I met a lot of practicing hippies. Instead of judging them as “sinners” and undesirable members of society, I discovered I liked their rebellious spirit and their deep concern for the Mother Earth. Instead of winning them to Jesus, they helped win me away from the binds of the society in which I was then locked.

I was a working reporter at Springerville, Arizona, in 1998 when the Rainbow organization held its summer gathering in the forested hills nearby. I was there to report the police and community concerns about “controlling” such a gathering of thousands of young “hippie-type” rebels, and going among the Rainbow people and getting their story. I discovered that I loved the spirit of the Rainbow people as much as I did the free spirit of the hippie movement.

I am retired now and lacking the resources to physically join the Occupy Wall Street movement going on in the nation, although readers of my daily stories must know that I am with them in spirit. And I am sure, from what Myerson and other writers are saying, that I would really like the spirit of the protesters on those streets.

I liked them all because there was a shared spirit of love and unity among these groups. The participants referred to one another as “brothers and sisters” and they seemed willing to share everything they had with one another. There was a spirit of common ownership. Among the hippies, even the task of caring for the children was shared. That seemed natural since the group practiced free love and it may have been difficult to determine just who fathered which child in the group. That practice, of course, met with extreme condemnation by the Christian church.

From where I have stood over the years, it appears that there has been a carefully designed propaganda campaign that has depicted the hippies, the Rainbow and now the Occupy Wall Street protesters as undesirable rebels. It appears to be a concerted effort by the power figures to paint them all in the same bad light.

It is obvious why they would want to do this with the Occupy Wall Street crowd. But why would there have been such severe attacks against the hippies and Rainbow? We believe the answer lies in the fact that all three groups are discovering and demonstrating to the nation that there is a desperate need to switch from the old capitalistic system, that currently serves only the few in control, to a socialist system designed to give everyone a more even share of the world’s dwindling resources.

Notice all of the propaganda we have heard against efforts by the Democratic Party to introduce a government financed medical system that assures fair treatment for everybody. The argument by Republicans is that the Democrats are promoting socialism. They treat socialism as something evil that has no place in the American system. Yet this is not true. The Social Security and Medicare systems for the elderly are socialist programs that work very well.

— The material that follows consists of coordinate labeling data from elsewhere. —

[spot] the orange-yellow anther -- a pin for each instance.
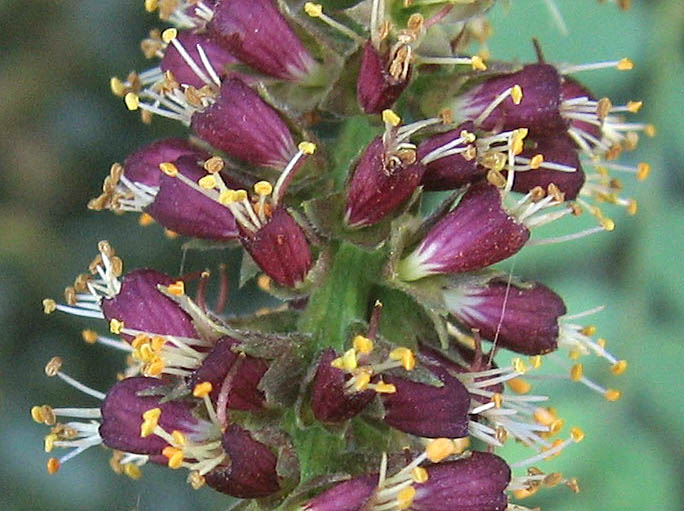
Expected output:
(577, 434)
(519, 386)
(115, 326)
(53, 466)
(619, 367)
(406, 356)
(419, 475)
(612, 394)
(202, 389)
(577, 372)
(362, 344)
(405, 497)
(168, 168)
(439, 449)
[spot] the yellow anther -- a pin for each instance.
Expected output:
(405, 497)
(391, 118)
(89, 336)
(536, 161)
(362, 344)
(53, 466)
(577, 434)
(619, 367)
(116, 86)
(461, 444)
(168, 168)
(625, 65)
(349, 360)
(516, 94)
(419, 475)
(408, 359)
(607, 224)
(132, 470)
(202, 389)
(207, 182)
(477, 63)
(49, 306)
(49, 442)
(519, 386)
(612, 394)
(115, 326)
(169, 35)
(53, 366)
(519, 365)
(313, 10)
(577, 372)
(439, 449)
(307, 147)
(263, 188)
(179, 438)
(177, 288)
(384, 388)
(132, 101)
(643, 170)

Socialism is not Communism. Communism is a more radical form of socialism where the state owns everything and everybody. If handled correctly, the wealth is supposedly doled evenly among workers. Most other advanced nations of the world are employing either socialism or communism to provide for the people.

Now that the population of the world has hit seven billion and there is a growing struggle among nations for an equal share of the dwindling natural resources, there is an understanding among many that the era of capitalism must end. A socialist system, perhaps in a world-wide scale, appears to be a better way of dealing with this growing crisis.

To make it all work, however, people must learn to become like the hippies, Rainbow and Occupy crowds and agree to share all that they have. The secret to making this work well is simple. It is the four-letter word: LOVE.